03
それからすぐ徹はアルゼンチンへと旅立って、私と一もそれぞれの進学先へと進んだ。
本当は見送りに行きたかったけれど、徹の方から「名前にはまた会いにくるから、送らなくていいよ」と言われ、最後まで私のことを気遣ってくれたなと少し申し訳なく思った。
見送りの前日に一からLINEが入っていたけれど、既読をつけることはなかった。
何が送られてきたかは知らないし、知ることもない。
入学の準備をしていたらあっという間に春休みはすぎて、私はかねてより希望していた英文科へと進学し、これから始まる新しい生活へと胸を躍らせた。

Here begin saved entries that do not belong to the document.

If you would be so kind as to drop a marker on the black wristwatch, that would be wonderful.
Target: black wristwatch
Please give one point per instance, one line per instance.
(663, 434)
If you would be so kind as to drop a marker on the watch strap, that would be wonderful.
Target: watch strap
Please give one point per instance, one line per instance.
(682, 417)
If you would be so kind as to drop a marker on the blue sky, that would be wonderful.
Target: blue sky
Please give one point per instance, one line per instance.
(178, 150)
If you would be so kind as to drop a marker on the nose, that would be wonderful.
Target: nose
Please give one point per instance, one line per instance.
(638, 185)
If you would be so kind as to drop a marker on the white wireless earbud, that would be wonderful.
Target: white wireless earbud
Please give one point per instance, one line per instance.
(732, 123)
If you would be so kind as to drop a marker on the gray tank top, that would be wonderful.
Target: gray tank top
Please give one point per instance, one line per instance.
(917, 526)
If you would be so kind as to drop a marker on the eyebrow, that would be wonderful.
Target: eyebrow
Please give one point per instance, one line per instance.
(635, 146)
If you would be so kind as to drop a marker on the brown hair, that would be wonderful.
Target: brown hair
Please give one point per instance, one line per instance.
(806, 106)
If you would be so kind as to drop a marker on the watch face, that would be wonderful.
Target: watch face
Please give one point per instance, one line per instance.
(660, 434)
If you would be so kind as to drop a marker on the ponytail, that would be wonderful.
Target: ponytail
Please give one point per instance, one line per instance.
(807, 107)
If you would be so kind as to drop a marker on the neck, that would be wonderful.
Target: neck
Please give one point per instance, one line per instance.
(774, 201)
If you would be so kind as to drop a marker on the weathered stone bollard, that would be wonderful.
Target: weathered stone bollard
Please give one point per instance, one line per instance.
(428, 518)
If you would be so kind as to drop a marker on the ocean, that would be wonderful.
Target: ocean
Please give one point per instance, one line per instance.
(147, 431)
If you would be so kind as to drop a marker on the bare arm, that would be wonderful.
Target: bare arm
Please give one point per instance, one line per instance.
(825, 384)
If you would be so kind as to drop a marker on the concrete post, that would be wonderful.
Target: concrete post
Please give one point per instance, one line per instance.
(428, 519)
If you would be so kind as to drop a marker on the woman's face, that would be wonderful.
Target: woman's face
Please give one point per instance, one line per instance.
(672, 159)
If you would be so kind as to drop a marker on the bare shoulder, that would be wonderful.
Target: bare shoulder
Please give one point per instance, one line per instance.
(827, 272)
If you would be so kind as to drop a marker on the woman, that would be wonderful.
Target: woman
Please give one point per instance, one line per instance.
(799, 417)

アルバイトも始めて、交流関係も高校の時よりも大分広がった。
高校の時はあまり派手な格好はしなかったけれど、大学へ入るとそうも言ってられずお化粧の も頑張ったし服装も流行を追ってそれなりに整えた。
「名字って彼氏いんの?」
質問をしてきたのはバイト先の男の子で、シフトがよく被るため話すようになった。
「いないよ〜」
「好きなやつとかは?」
「い、いないよ」
一瞬一の顔がよぎったけれど、急いで頭をふった。
「怪し〜!あ、でもいないならさ、今度友だちと海行くんだけど名字も友だち誘って来ねえ?」
「海?楽しそう!あ、でも泳げるかな…」
そういえば彼は「泳げなくても砂山作って遊ぶのもアリだぜ」とふざけていうのである。
この距離感が楽しくて、誰を誘うかなと早速頭の中で何人か候補をあげた。
徹がアルゼンチンへ行ってからもLINEでのやりとりは相変わらずしていて、今度海へ行くことになったと伝えればすごい速さで『誰と!?』と返ってきた。
『バイト先の友だち』
『男でしょ!』
『よくわかるね』
『男は狼なんだからね!?』
そこから続いた文言はいつの時代を生きているんだと思うくらいの説教で、読むのも面倒になって『楽しんでくるね』と返してアプリを閉じた。
そこから着信が鬼のようにきたけれど全部シカトして寝ることにした。
この時一件だけ一から連絡があったのだが、徹による通知の量に辟易した私が知ることはなかった。